Kegiatan pendampingan dimulai pukul 11.30 WIB dan melibatkan lima personel kepolisian, yakni Iptu Sutono (Kanit Binmas Polsek Kemayoran), Bripkda Firli dan Brigadir Witno (Bhabinkamtibmas Kelurahan Serdang dan Sumur Batu), serta Bripda Lia dan Bripda Salsabila. Tim melakukan pendekatan persuasif dan mendalam untuk menggali kronologi serta bentuk kekerasan yang dialami korban.
Pendampingan ini juga mencakup edukasi kepada korban tentang proses hukum yang dapat ditempuh setelah laporan polisi diterbitkan, serta himbauan tegas agar korban tidak mentolerir kekerasan dalam bentuk apapun. Tim Polwan Jaga Jakarta memastikan pendampingan berlangsung sampai korban merasa aman dan dilindungi secara maksimal.
“Kami hadir untuk memberikan rasa aman sekaligus memastikan korban memahami proses hukum yang ada. Kekerasan dalam rumah tangga tidak boleh dibiarkan dan harus ditindak secara profesional,” ujar Kapolres Metro Jakarta Pusat, Kombes Pol. Susatyo Purnomo Condro.
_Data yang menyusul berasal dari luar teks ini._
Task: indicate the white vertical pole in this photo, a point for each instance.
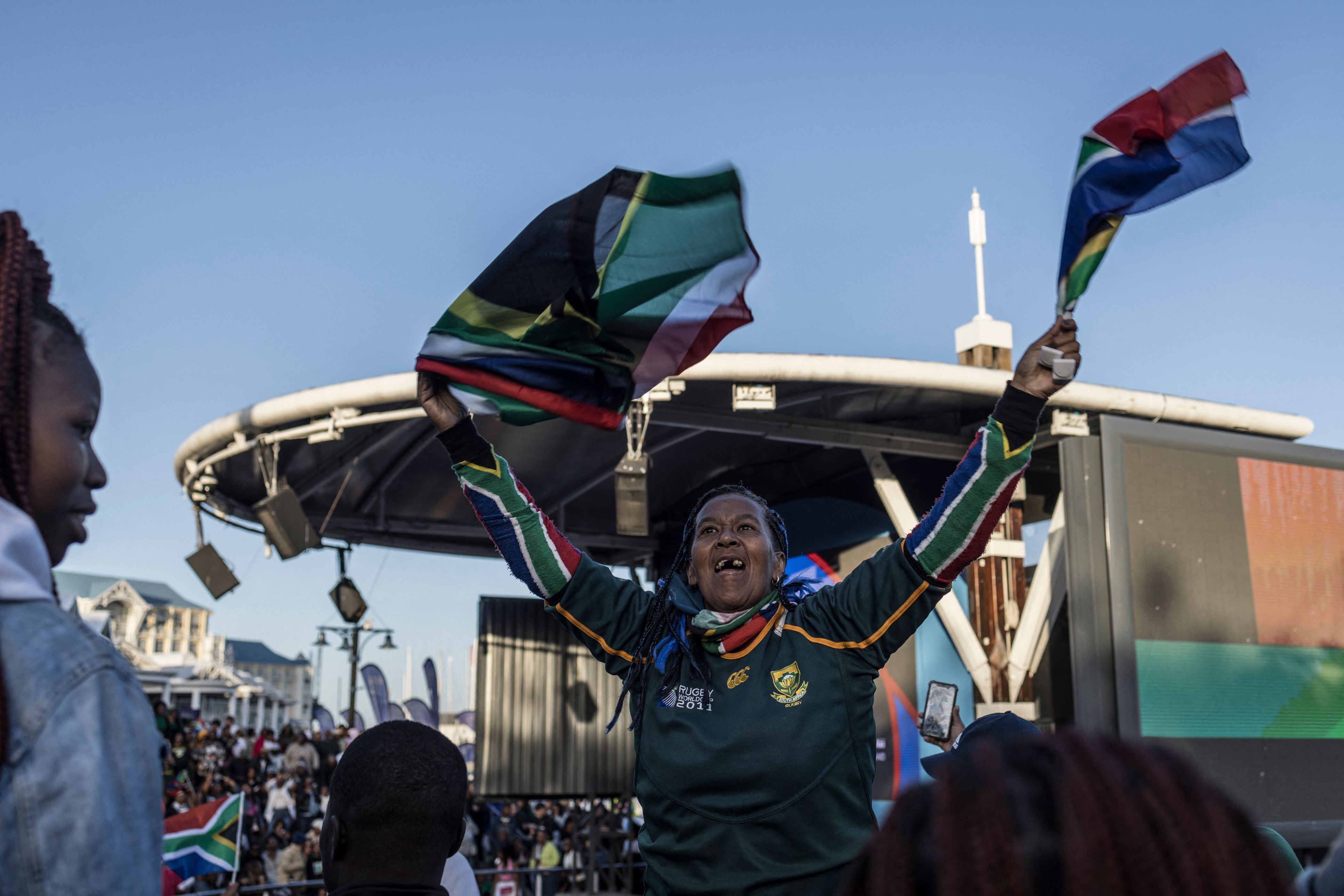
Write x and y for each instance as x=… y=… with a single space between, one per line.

Kegiatan pendampingan berlangsung lancar, tertib, dan kondusif. Program Polwan Jaga Jakarta merupakan bentuk nyata kepedulian polisi terhadap masyarakat, khususnya bagi mereka yang rentan mengalami kekerasan.
Melalui langkah-langkah seperti ini, Polwan Jaga Jakarta terus memperkuat kepercayaan masyarakat terhadap institusi kepolisian dan menegaskan bahwa perlindungan korban KDRT menjadi prioritas utama.